#336 — December 18, 2020

Read on the Web

📱 Mobile Dev Weekly

Hey! 👋

Today's issue is the last of 2020, and as such we're taking a little look back at some of the bigger stories, articles, and resources that we've linked to over the past twelve months. One thing is clear: Apple's decisions this year, good or bad, garnered plenty of attention.

Anyway, consider this your highlights reel of the mobile dev space in 2020. We'll be back in the new year, so catch you then — and as ever, thanks for reading.

— The Mobile Dev Weekly team.

IEEE: The Top 12 Mobile Programming Languages — As this list we shared in August shows, over the past few years numerous upstart programming languages have emerged in the mobile-dev space all looking to supplant “old guard” languages. Have you adopted any of them in 2020?

Nick Kolakowski (Dice)

5G Just Got Weird — Yep, 5G generated plenty of chatter in 2020, but it hasnt quite hit critical mass just yet. This post from late August looks ahead at how the industry group 3GPP is taking the tech in new directions, with the latest set of standards laying the groundwork for new services that have “never been addressed by cellular before”.

Michael Koziol (IEEE Spectrum)

TestFlight Forever: Developers Are Building A Better World Outside The App Store — This post from August detailed the iOS-only 'club that has everything': “Cool unreleased apps. Hardly any rules. Endless mystery and tech cred for those who get in”.

David Pierce

Progressive Web Apps in 2020 — This was shared in one of the first few issues of the year. It offered a look back at what had happened in the PWA ecosystem so far, and offered a few pointers on what to expect in 2020 — worth taking another look at to see how things panned out.

Maximiliano Firtman

Is Apple Trying to Kill PWAs? — This item from back in April proved popular, no doubt in part thanks to the spicy headline. The takeaway was, of course no: Apple aren't set out to kill PWAs, but changes they introduced earlier this year around browser storage gave folks pause. The author concludes the drama was a result of a "conflict of culture, goals, and priorities".

Mike Hartington

React Native is the Future of Mobile at Shopify — Shopify kicked things off in January by announcing a switch to React Native. This news came after years of native mobile development. This popular blog post explained their decision and why it didn't come lightly.

Shopify

Flutter vs Native vs React Native: Deep Performance Comparison — This comparison post of FPS, CPU, Memory, and GPU performance in popular mobile development tools from July proved popular. As with all benchmarks, apply a cynical eye and, even better, test for yourself and your own use case when making comparisons.

inVerita

MS Showing Off React Native for MacOS (and More) — In May Microsoft detailed how React Native is getting full support for targeting macOS — not strictly mobile, but it got plenty of attention.

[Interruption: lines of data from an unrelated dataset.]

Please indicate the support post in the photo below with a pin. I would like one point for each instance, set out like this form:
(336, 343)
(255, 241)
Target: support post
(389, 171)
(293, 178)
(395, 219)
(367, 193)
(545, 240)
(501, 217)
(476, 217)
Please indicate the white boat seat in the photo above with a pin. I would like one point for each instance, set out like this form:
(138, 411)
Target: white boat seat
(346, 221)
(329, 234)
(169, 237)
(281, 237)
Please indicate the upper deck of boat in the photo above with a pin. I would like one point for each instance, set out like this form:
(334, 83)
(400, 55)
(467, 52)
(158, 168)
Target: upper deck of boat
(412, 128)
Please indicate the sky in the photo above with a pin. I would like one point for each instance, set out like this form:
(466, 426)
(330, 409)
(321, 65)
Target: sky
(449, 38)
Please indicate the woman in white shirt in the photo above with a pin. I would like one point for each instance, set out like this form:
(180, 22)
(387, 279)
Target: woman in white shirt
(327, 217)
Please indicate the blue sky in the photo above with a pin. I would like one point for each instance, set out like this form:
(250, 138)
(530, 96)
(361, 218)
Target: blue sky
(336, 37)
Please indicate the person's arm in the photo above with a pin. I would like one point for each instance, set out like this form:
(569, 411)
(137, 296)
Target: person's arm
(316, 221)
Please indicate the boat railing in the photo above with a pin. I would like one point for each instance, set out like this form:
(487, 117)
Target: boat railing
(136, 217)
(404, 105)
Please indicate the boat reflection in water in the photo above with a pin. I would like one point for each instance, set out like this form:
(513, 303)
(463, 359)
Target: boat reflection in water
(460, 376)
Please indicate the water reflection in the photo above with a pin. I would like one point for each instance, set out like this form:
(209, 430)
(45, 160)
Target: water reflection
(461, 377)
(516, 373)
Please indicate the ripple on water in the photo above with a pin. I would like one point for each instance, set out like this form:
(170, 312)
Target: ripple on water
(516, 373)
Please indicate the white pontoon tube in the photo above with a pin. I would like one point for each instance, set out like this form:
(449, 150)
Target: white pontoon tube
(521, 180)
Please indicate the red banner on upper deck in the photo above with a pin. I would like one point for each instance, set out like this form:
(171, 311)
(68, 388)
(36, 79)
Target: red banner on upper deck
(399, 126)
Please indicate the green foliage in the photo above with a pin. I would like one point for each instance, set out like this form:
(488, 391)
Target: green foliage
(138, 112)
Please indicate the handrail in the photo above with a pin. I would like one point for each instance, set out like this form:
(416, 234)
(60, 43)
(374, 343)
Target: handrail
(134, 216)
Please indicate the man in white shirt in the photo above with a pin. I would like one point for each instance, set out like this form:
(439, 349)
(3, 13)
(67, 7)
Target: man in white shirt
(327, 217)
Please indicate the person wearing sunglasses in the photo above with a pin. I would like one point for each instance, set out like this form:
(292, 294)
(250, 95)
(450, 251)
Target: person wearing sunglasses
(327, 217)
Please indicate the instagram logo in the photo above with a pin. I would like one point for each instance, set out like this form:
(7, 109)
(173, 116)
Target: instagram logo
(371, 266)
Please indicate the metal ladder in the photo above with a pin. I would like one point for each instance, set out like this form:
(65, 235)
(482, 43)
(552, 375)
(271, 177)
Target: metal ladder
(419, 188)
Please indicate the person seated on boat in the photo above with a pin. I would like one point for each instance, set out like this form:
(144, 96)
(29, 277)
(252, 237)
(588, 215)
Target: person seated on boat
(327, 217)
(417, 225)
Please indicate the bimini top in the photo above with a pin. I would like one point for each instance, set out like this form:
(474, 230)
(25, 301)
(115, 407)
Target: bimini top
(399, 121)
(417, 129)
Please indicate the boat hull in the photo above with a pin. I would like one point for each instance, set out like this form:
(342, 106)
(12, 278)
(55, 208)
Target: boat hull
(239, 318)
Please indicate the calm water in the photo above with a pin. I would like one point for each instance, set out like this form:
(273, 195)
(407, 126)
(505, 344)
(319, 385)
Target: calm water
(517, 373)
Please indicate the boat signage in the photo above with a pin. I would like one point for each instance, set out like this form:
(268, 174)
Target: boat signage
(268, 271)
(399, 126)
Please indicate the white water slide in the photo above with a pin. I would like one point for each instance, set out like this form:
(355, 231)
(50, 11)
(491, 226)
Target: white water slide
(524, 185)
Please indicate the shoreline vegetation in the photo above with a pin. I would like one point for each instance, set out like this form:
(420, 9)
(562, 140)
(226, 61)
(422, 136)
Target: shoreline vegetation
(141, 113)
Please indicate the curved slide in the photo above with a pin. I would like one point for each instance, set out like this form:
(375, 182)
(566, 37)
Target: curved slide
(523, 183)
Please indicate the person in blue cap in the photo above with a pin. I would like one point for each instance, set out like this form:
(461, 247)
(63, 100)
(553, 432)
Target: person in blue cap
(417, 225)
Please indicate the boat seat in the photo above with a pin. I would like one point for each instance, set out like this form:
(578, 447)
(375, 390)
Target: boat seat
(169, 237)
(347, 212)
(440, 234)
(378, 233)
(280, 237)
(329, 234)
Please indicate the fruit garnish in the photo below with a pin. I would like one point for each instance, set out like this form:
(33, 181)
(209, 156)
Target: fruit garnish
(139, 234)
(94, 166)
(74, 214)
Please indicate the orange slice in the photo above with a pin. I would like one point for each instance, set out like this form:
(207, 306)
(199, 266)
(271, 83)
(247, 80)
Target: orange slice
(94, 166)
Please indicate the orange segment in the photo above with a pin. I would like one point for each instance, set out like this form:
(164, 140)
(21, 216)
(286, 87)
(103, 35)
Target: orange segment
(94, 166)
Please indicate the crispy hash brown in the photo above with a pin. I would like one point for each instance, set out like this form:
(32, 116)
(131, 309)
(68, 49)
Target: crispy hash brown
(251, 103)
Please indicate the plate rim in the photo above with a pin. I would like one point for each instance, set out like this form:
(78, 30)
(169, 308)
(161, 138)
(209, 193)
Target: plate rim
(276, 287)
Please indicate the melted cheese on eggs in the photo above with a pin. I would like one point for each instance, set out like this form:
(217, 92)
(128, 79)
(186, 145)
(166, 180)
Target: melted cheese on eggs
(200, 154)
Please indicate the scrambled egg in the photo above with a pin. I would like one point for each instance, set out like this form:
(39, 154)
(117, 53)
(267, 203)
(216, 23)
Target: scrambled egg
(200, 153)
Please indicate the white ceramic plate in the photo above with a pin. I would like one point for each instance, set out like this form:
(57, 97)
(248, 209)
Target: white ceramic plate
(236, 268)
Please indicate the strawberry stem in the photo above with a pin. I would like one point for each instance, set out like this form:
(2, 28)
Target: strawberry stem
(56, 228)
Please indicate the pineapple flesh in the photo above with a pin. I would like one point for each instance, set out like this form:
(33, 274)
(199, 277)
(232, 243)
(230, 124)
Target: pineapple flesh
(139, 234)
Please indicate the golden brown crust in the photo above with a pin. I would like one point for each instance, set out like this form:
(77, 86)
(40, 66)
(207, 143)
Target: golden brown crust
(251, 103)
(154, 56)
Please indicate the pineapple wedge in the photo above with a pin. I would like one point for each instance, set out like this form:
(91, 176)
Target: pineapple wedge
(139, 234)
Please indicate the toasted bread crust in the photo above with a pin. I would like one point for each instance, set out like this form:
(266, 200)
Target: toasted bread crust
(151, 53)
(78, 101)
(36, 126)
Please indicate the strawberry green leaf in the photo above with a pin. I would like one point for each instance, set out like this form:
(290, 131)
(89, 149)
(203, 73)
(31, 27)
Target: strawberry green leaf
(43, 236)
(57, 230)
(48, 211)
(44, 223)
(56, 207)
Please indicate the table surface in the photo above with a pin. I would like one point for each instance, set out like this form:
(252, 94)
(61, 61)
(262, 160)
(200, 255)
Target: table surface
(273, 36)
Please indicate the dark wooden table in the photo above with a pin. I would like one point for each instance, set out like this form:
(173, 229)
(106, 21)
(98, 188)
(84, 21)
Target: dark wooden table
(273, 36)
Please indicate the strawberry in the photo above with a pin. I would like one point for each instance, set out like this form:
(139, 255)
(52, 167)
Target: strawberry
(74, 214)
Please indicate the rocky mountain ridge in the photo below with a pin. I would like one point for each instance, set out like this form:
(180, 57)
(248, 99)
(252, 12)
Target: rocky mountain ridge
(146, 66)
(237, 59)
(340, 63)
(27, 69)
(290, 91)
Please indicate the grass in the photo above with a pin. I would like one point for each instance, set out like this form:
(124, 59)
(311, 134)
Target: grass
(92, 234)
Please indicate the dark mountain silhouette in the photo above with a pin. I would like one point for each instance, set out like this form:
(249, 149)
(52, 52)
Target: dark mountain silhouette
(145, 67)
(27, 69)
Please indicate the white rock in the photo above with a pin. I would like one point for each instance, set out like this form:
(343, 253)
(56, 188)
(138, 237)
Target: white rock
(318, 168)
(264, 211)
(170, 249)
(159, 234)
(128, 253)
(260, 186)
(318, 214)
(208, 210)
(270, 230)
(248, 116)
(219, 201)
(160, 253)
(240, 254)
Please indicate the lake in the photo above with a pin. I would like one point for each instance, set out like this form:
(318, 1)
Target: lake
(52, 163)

Kiki Saintonge (Microsoft)

Apple Just Killed Offline Web Apps While Purporting to Protect Your Privacy — Changes to Safari made earlier this year means that local storage now expires after seven days. In this blog post from March Aral suggests that this change “effectively kills offline web apps”.

Aral Balkan

Project LightSpeed: Rewriting Messenger to Be Faster, Smaller, and Simpler — This article from March detailed the behind the scenes story of a rewrite of Facebook's popular Messenger app. The then-new version sported a completely new codebase, resulting in a significantly smaller download size.

Mohsen Agsen

Apple Declined to Implement 16 Web APIs in Safari Due to Privacy ConcernsIn the summer Apple detailed why they would not be implementing 16 new Web APIs: cheifly due to the APIs adding new user fingerprinting opportunities for online advertisers. This is the complete list.

Chris Coyier

Think Lazy: An Open Letter to The WebKit/Safari Team — A Twitter discussion about Chromium vs. WebKit, the lack of rendering choices on iOS, and developer attitudes towards Safari, spiralled out into something a bit more personal. This open letter (authored in July) to the WebKit/Safari team attempted to straighten things out.

Maximiliano Firtman

A Showcase of What Is Possible with Progressive Web Apps — This demo PWA that we shared back in June attempts to showcase, via examples, what you can do with PWAs right now. It’s a pretty neat way to interactively demonstrate the power of PWAs all in one place.

Danny Moerkerke

Apple Bringing Face ID and Touch ID to the Web — Multi-factor authentication has taken off online in a big way, but can often require clumsy mechanisms like text messages or third party apps to work. So in October, Apple revealed plans to bring its native Face ID and Touch ID mechanisms to the Web on top of the Web Authentication API.